We love the Big Island.  We've stayed at timeshare properties in Kona and in the Waikoloa Resort area.  We have stayed at the Bay Club several times and also at Kohala Suites.  Never have stayed at Kingsland.  Of the ones we have stayed at I prefer the Bay Club because the units are larger.  You don't get free access to the pools at the Hilton Hotel, but that was never important to us.  If resort pools are important to you I understand Kingsland has the best.  Kingsland is also the development farther away from the beach and closer to the main road.    There are also units now on the Hilton hotel property that have been converted to timeshare units.  I haven't seen them and don't know much.  My assumption would be they are smaller, and also there is a daily parking fee involved (and possibly a resort fee?) that the other properties don't have.

This map may help:


----------



## giowop (Apr 28, 2020)

For 12yo and 14yo, I’d strongly recommend Kingsland for the pool facilities alone. We had a 16yo and 20yo girls with my wife and I and we all spent hours at the Kingsland big pool. Slides, adult pool, polar plunge, a couple waterfalls, lots of tanning lounges, and a more-than adequate bar and grill-type area. By staying at Kingsland you have free access to the Hilton Waikoloa Village pool facilities. Our girls went there one day for a couple hours and that was it. They spent the rest of the time back at Kingsland.

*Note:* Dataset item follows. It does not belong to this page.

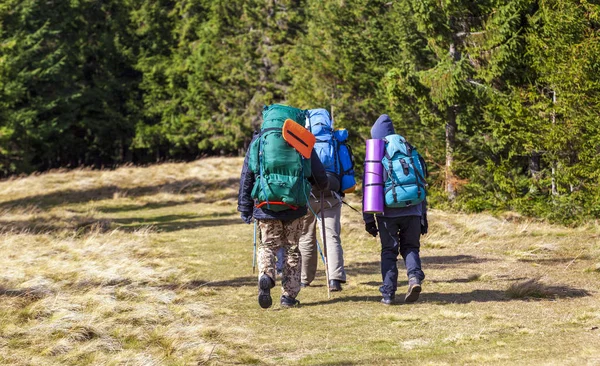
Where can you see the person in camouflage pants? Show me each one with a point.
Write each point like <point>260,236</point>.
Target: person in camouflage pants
<point>279,229</point>
<point>277,234</point>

The secondary pool area in phase III was also convenient (between building #24 and 25.

Rent a car, park for free at Kingsland, and basically ignore the Waikoloa Village big resort, often called the Hilton version of Disneyland out there. Yes there is a sort of beach but it’s on a lagoon. No direct beach access to the ocean for swimming other than walking around a rocky Peninsula. Instead drive 10 minutes to nearby Kapuna beach for sunsets every night. Also free!


Sent from my iPhone using Tapatalk


----------



## Luanne (Apr 28, 2020)

Just one more comment.  Is your family more of a pool family or a beach family?  Ours is a beach family.  Only when our girls were really little did they prefer the pool.  Or maybe not prefer it as they loved the beach as well.  We had a pool at home so maybe that's why access to a pool wasn't as great a thrill.  But the beach!  Sand, waves, sea life.  That's why for us having access to "great" pools wasn't that much of a pull.


----------



## geist1223 (Apr 28, 2020)

¿Have you looked at Kaua'i and/or Mau'i?


----------



## Luanne (Apr 28, 2020)

geist1223 said:


> ¿Have you looked at Kaua'i and/or Mau'i?


No Hiltons on Maui.  Are there any on Kauai?


----------



## dayooper (Apr 28, 2020)

Luanne said:


> No Hiltons on Maui.  Are there any on Kauai?



None that I know of.


----------



## Tamaradarann (Apr 28, 2020)

skier4 said:


> We're planning our first-ever trip to Hawaii and are hoping to stay at HGVC for most or all of our time. While we may have to take whatever's available for when we want to go, any advice on significant differences? It looks like all the resorts in Honolulu are on top of each other so I'm looking at room sizes (we're a family of 4 with kids 12 & 14) and proximity to the beach but are there other differences to consider? Do some have better pools or are less crowded? Same for the Big Island resorts. The website doesn't give a whole lot to go off of. Any advice is appreciated!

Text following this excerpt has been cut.